UniversalDependencies / UD_Russian-SynTagRus

Russian data from the SynTagRus corpus.
Other
80 stars 8 forks source link

converging UD_Russian and UD_Russian-SynTagRus annotation #10

Open olesar opened 7 years ago

olesar commented 7 years ago
  1. Compound numerals (incl. cx with тысяча, миллион). Cases like "сорок пять" should be annotated as сорок >flat пять according to http://universaldependencies.org/u/dep/flat.html. In UD2.0 files: ru: сорок >compound пять, сорок <nummod пять ru-syntagrus: сорок <nummod:gov пять "Universal" approach is somewhat problematic since in двадцать один, двадцать два, двадцать три, двадцать четыре the last numeral predicts the case of the noun (cf. nummod:gov), so we will have different tags on the first numeral word depending what its dependent is. ::::: 1--4: the rules seem to be all right, but some overgeneralization happens
olesar commented 7 years ago
  1. There are cases like два девяносто (standing for 'two (roubles) 90 (kopecks)' and три двадцать (standing for 'three (hours) 20 min'). Need attention.
olesar commented 7 years ago
  1. NUM + NUM.Gen: меньше пяти, больше пяти. In UD2.0 files: ru: 6 более БОЛЕЕ ADV RBR Degree=Cmp 8 advmod 7 двух ДВА NUM CD Animacy=Inan|Case=Gen|Gender=Fem 8 compound 8 тысяч ТЫСЯЧА NOUN NN Animacy=Inan|Case=Gen|Gender=Fem|Number=Plur 9 nummod:gov 9 человек ЧЕЛОВЕК NOUN NN Animacy=Anim|Case=Gen|Gender=Masc|Number=Plur 5 nsubj _ SpaceAfter=No

ru-syntagrus: 5 более более ADV Degree=Cmp 7 nummod:gov 7:nummod:gov 6 пяти пять NUM Case=Gen 7 nummod 7:nummod 7 лет год NOUN _ Animacy=Inan|Case=Gen|Gender=Masc|Number=Plur 4 obl 4:obl SpaceAfter=No

1 Более более ADV Degree=Cmp 4 nsubj 4:nsubj 2 двух два NUM Case=Gen 3 nummod 3:nummod 3 месяцев месяц NOUN Animacy=Inan|Case=Gen|Gender=Masc|Number=Plur 1 nmod 1:nmod 4 прошло проходить VERB Aspect=Perf|Gender=Neut|Mood=Ind|Number=Sing|Tense=Past|VerbForm=Fin|Voice=Act 0 root 0:root

21 больше много NUM 23 nummod:gov 23:nummod:gov 22 300 300 NUM 23 nummod 23:nummod 23 заявок заявка NOUN Animacy=Inan|Case=Gen|Gender=Fem|Number=Plur 20 obl 20:obl (NB different pos)

olesar commented 7 years ago

более/больше/менее/меньше should be linked to the numeral head, cf. террористов там было не более двух.

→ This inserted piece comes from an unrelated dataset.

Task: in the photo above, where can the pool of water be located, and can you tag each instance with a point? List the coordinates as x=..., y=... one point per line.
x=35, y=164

olesar commented 7 years ago
  1. Compound ordinal numerals like сорок пятый. Pose a problem as well since the last word agrees with the noun head. In UD2.0 files: ru: NA ru-syntagrus: 12 сорок сорок NUM Case=Nom 13 nummod:gov 13:nummod:gov 13 второго второй ADJ Case=Gen|Degree=Pos|Gender=Masc|Number=Sing 14 amod 14:amod 14 года год NOUN Animacy=Inan|Case=Gen|Gender=Masc|Number=Sing 11 nmod 11:nmod
dan-zeman commented 7 years ago

I think that the ordinals are compounds:

compound(второго, сорок) amod(года, второго)

dan-zeman commented 7 years ago

Related to numerals is https://github.com/UniversalDependencies/docs/issues/455.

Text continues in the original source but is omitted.